In vetta alla gastronomia mondiale torna con prepotenza il «new nordic», mentre dopo il trionfo di Massimo Bottura l’Italia deve accontentarsi di tanti ottimi piazzamenti ma lontani dal podio. Archiviato l’anno di stop causa pandemia, è tornato il The World’s 50 Best Restaurants 2021, il premio internazionale dedicato ai migliori ristoranti del mondo assegnato ieri ad Anversa. E chi aveva scommesso sulla zampata trionfale del Noma di Copenaghen, ci ha visto giusto: la cucina guidata dallo chef René Redzepi si è infatti portata a casa il titolo di miglior ristorante del mondo, cosa già accaduta nel 2010, 2011, 2012 e 2014. Ma com’è possibile visto che il nuovo regolamento dei 50 Best prevede che chi ha già vinto in passato non possa tornare a gareggiare? La nuova location, il concept totalmente rinnovato e la diversa proprietà hanno reso di fatto il Noma un nuovo ristorante e questo gli ha permesso di arrivare in cima al podio per la quinta volta. Un noma sì, ma Noma 2.0.
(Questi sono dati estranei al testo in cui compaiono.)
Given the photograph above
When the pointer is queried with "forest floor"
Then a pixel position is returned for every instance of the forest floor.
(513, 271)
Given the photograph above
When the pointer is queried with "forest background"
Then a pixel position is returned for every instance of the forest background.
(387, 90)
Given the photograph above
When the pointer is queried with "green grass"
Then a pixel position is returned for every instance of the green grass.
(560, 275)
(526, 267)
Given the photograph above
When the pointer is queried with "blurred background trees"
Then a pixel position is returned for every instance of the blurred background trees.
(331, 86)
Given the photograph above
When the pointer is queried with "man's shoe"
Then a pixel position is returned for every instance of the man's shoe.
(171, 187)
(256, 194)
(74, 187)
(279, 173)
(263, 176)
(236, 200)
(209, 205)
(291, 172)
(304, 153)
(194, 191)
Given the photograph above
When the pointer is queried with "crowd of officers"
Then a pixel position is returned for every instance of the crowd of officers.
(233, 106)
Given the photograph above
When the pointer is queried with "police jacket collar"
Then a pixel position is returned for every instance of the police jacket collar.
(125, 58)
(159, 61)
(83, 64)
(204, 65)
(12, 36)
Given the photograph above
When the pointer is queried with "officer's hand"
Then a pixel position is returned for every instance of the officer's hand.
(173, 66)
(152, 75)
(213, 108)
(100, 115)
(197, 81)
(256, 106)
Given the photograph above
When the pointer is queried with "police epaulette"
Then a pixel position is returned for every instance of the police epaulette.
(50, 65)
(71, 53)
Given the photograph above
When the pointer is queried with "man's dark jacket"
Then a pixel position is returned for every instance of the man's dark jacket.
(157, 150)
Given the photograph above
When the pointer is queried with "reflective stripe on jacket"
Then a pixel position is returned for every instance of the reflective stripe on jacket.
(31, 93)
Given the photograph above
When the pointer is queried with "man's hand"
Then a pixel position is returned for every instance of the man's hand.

«Il riconoscimento ottenuto dal Noma testimonia l’infallibile attenzione di chef Redzepi e del suo team per gli ingredienti di stagione insoliti e per un menu rigorosamente stagionale, diviso in tre periodi: frutti di mare in inverno, verdure in estate, e selvaggina e sapori della foresta in autunno, con materie prime procurate localmente ed esaltate nel piatto in modi creativi e complessi», si legge nella nota finale. La supremazia nordica è conferma anche dal secondo posto, dove si è piazzato il Geranium, confermando così Copenaghen capitale mondiale del food. Al terzo posto c’è invece l’Asador Etxebarri di Atxondo (Spagna), che conferma il bronzo già conquistato nel 2019. Chi sperava in un piazzamento migliore per l’Italia dopo la vittoria dell’Osteria Francescana di Bottura due anni fa è rimasto deluso ma nel complesso l’Italia può festeggiare. Per trovare il primo italiano in classifica bisogna scendere al 15esimo posto, dove è approdato il Lido 84 di Gardone Riviera (Brescia), guidato dallo chef Riccardo Camanini: il balzo è di quelli clamorosi e il passaggio dalla settantottesima posizione al numero quindici è valso al cuoco star il premio «Highest New Entry Award». Ottima risalita per Enrico Crippa e il Piazza Duomo di Alba, al numero 18 (con una scalata di undici posizioni); Massimiliano Alajmo sale di cinque posti, dal 31esimo al 26esimo, con Le Calandre di Rubano (Padova); Niko Romito balza invece al 29esimo posto con il Reale di Castel di Sangro (L’Aquila) dopo il tonfo del 2019 che lo vide scendere al 51esimo.
A questi vanno aggiunti altri tre orgogli tricolore: Mauro Uliassi, re della cucina di mare, che con il suo tre stelle Michelin ha guadagnato quasi dieci posizioni passando dalla 61esima conquistata nel 2019 alla 52esima, mentre appena dietro c’è Norbert Niederkofler con il suo tristellato St. Hubertus di San Cassiano, in provincia di Bolzano, salito dal 116esimo posto (la lista era stata allungata a 120 ristoranti) al 54esimo. Un altro grande colpo lo ha messo a segno la chef Viviana Varese grazie al suo impegno a favore della comunità LGBTQ+ e per l’inclusione sociale nei suoi ristoranti, il Viva di Milano e il nuovo W Villadorata Country Restaurant, in Sicilia: i 50 Best le hanno assegnato uno dei tre «Champions of Change», il premio ai tre chef internazionali che hanno guidato un cambiamento positivo all’interno del mondo della ristorazione (e non solo) negli ultimi diciotto mesi. Il premio arriva in un momento speciale per chef Varese che sta per aprire proprio in queste settimane a Milano, in zona piazzale Bacone a Milano, una micro-gelateria che darà lavoro a quattro donne vittime di violenza domestica.